Department of Health Services
1 West Wilson Street, Room 651
Madison, WI 53703
By: Atty. Dawn Shaha
Outagamie County Health and Human Services
320 S Walnut St
Appleton, WI 54911-5985

Brian C. Schneider
Division of Hearings and Appeals

Findings of Fact

  1. Petitioner (CARES # —) is a — resident of Outagamie County.
  2. Petitioner is eligible for the CLTS program, with Outagamie County HHS as the program administrator. He has a number of diagnoses including autism, ADHD, allergies, anxiety, and issues with mobility. He resides with his parents.
  3. On June 5, 2023, petitioner’s mother requested CLTS coverage of a pair of kayaks along with a tow rope to be used by petitioner and his father for health and wellness as well as to build family relationships. By a notice dated July 19, 2023, the agency denied the request because petitioner has other health and wellness services available and due to safety concerns.


The CLTS program started on January 1, 2004 after the federal Department of Health and Human Services informed the state department that federal MA funding would no longer be available for in-home autism services. The department utilizes a Medicaid Home and Community-Based Services Waivers Manual (“the Manual”) that became effective with the start of the CLTS program.

The Manual, at §, defines Health and Wellness services as those to maintain or improve the health, well being, socialization, or inclusion of the participant with family and peers in the community. Such services must meet a clearly defined outcome and cannot be duplicative of other services. See § They cannot be harmful and cannot be primarily for recreational purposes. §

Petitioner’s mother testified that when petitioner went to a camp this past summer, he and his father bonded through kayaking together. The kayaking also served as a source of exercise for petitioner. Thus the family decided that regular use of the water craft would be beneficial for petitioner’s family relationship as well as physical well-being. The agency worker testified, on the other hand, that petitioner has a number of health and wellness services in place, and that putting him in a water craft could be dangerous considering his medical conditions and wandering behaviors.

The family lives in downtown Appleton. When asked, petitioner’s mother surmised they would use the kayaks on Lake Winnebago, which is at least a two-mile trip from the home (it is unclear how far the nearest park for launching the kayaks is from the home, but any use of the boats would entail hauling them by vehicle). Thus I immediately question how often the kayaks would even be used, especially considering that a Wisconsin kayak season might last for about 3-4 months a year. Furthermore, Lake Winnebago is not a serene north woods lake like at the camp.

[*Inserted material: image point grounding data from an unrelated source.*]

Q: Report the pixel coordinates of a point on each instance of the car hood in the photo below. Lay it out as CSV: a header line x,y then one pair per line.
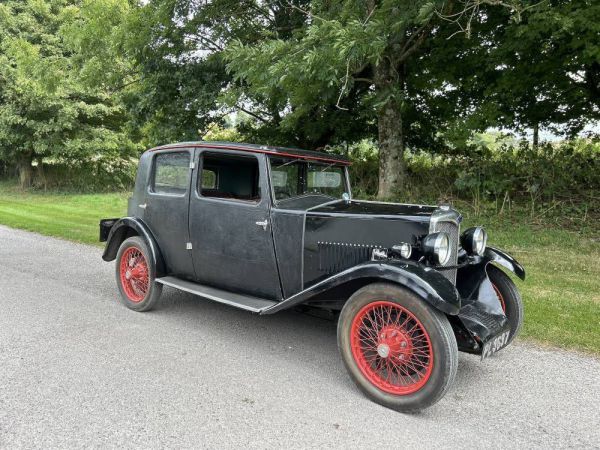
x,y
375,209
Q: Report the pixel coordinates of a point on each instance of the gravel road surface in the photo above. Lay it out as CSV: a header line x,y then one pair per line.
x,y
77,369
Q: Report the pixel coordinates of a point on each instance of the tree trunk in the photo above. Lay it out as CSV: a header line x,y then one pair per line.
x,y
391,151
41,174
25,171
390,132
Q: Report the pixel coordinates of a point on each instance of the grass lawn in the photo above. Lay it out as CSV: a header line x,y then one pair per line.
x,y
561,292
69,216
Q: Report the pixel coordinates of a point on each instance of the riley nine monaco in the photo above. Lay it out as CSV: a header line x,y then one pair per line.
x,y
267,229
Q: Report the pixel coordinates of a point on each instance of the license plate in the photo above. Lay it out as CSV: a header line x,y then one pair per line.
x,y
494,344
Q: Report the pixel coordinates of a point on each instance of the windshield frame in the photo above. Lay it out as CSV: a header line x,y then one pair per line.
x,y
326,198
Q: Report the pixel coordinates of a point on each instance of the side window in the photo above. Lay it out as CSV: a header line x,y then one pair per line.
x,y
209,179
171,172
229,177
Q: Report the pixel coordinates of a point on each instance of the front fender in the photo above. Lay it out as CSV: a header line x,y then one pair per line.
x,y
505,260
429,284
119,232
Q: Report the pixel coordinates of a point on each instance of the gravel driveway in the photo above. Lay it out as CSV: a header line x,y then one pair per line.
x,y
77,369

I have personal knowledge of the use of kayaks. First, they are difficult to maneuver, even for a healthy person, much less a healthy person working in tandem with a disabled person. Second, while they are a fun diversion, they rarely get used regularly. If used at all, their primary purpose is recreational. My younger brother bought a two-seat kayak in 1994 as a wedding gift for his future wife; they used it exactly zero times. My eldest son bought a blow-up kayak in 2019 to row around the waterways of Madison with his girlfriend; they used it twice and it now sits uninflated in a large bag in my basement. For those reasons alone, that is why taxpayer money should not be used to fund what is, basically, a rarely used diversion. I thus agree with the agency that there are plenty of health and wellness services available to petitioner, and the denial of the request for purchase of kayaks was reasonable.

Conclusions of Law

The requested purchase of kayaks by the CLTS program does not meet the goal of petitioner’s health and wellness.



That the petition for review is hereby dismissed.

[Request for a rehearing and appeal to court instructions omitted.]